According to Cognizant (2015), model risk refers to the risk of loss that arises from various decisions that are made based on misuse or incorrect model reports and output. Model risk can be minimized through proper training in order to ensure accuracy in the development of models, their implementation as well as their use. Having proper control and governance related to these key stages of various models can reduce the human component in model risk by a large extent (Cognizant, 2015). This paper examines the human component in model risk in details.
Examples of common models in many organizations are the financial models, which are tools that are usually used to quantify risks or prices. They involve the application of mathematical relations, which advocate for the use of judgement and data in computing indications and parameters on how they should be applied in practical scenarios (Morini, 2011). Therefore, a model involves all these aspects. In view of this, it is a grave mistake for the people that use models to view them simply as mathematical functions without paying keen attention to how they are applied (Morini, 2011). Doing so introduces the human component in model risk. This is because model risks can arise depending on the way they are used. In some instances, the users might have a good model but end up feeding it with the wrong data or wrong parameters. This exposes a firm to subjective decision making that is based on the wrong output (Cognizant, 2015).

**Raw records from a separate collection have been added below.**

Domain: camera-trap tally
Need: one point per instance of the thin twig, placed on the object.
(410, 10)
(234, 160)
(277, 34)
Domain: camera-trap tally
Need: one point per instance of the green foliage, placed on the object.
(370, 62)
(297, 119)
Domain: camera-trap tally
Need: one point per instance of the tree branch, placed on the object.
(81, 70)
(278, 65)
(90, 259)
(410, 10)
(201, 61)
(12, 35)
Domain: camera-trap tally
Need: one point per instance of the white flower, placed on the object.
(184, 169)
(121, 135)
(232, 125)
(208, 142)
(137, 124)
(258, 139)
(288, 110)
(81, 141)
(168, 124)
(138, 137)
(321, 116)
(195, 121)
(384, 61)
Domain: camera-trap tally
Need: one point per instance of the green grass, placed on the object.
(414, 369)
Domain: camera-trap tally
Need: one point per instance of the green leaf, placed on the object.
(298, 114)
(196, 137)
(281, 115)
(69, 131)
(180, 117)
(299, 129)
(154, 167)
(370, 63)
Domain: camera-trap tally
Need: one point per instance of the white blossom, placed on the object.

In most cases when people mention the model risk, they usually refer to the risk of having incorrect or flawed models (Borodovsky & Lore, 2000). It is worth noting that in today’s world, the traders normally rely on mathematical models, which involve advanced mathematics and complex equations. In view of this, model risk may arise when the models are being developed whereby the developers can make a mistake when setting the equations (Borodovsky & Lore, 2000). They can also make wrong assumptions especially when they are setting up the underlying asset price processes. To illustrate this further, one should consider a situation where the model designers make the wrong assumption about the interest rates (Borodovsky & Lore, 2000). This might make them base their model on a fixed and flat term structure instead of basing it on the actual term structure, which could be steep and unstable. Such human errors can lead to a situation where the model would be giving information that is inaccurate and could expose a firm to several risks (Borodovsky & Lore, 2000).

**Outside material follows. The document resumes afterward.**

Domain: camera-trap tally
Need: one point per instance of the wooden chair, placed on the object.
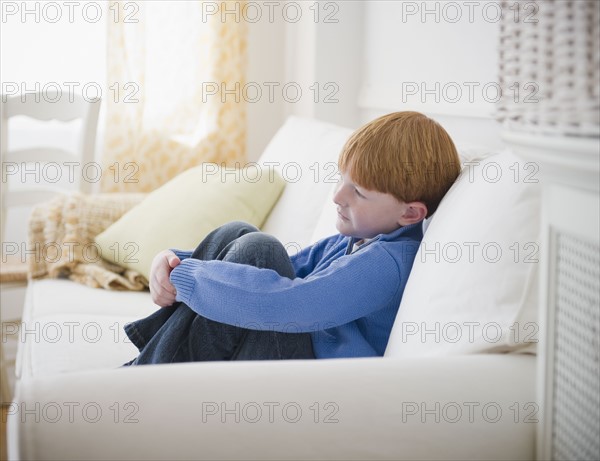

Nevertheless, model risk which is caused by the human error can be mitigated by proper training on the people who develop and use various models in an organization. A consultant should work with the risk management department in order to minimize the model risks. A consultant should also work with the human resource department in order to ensure that the people who are using various models are well trained and educated (Borodovsky & Lore, 2000). Since the human component of the model risk also depends on the way a model is used, the consultant should work with the human resource department to ensure that all business managers acquire the necessary training that would make them understand the mathematics and assumptions behind risk analysis. This training should also be conducted on employees of certain key departments who often interact with various models. Examples of such departments include corporate governance units, internal audit department, and the accounting department (Borodovsky & Lore, 2000).
There is always a human component in model risk whether in the development stage or the implementation stage. Due to this, it is possible for an organization to have correct models which are based on right assumptions but end up being applied in a wrong way. In order to reduce human error in model risk, a consultant should work with the relevant departments to ensure that employees are well trained in order to avoid human mistakes at development, implementation, and usage stages.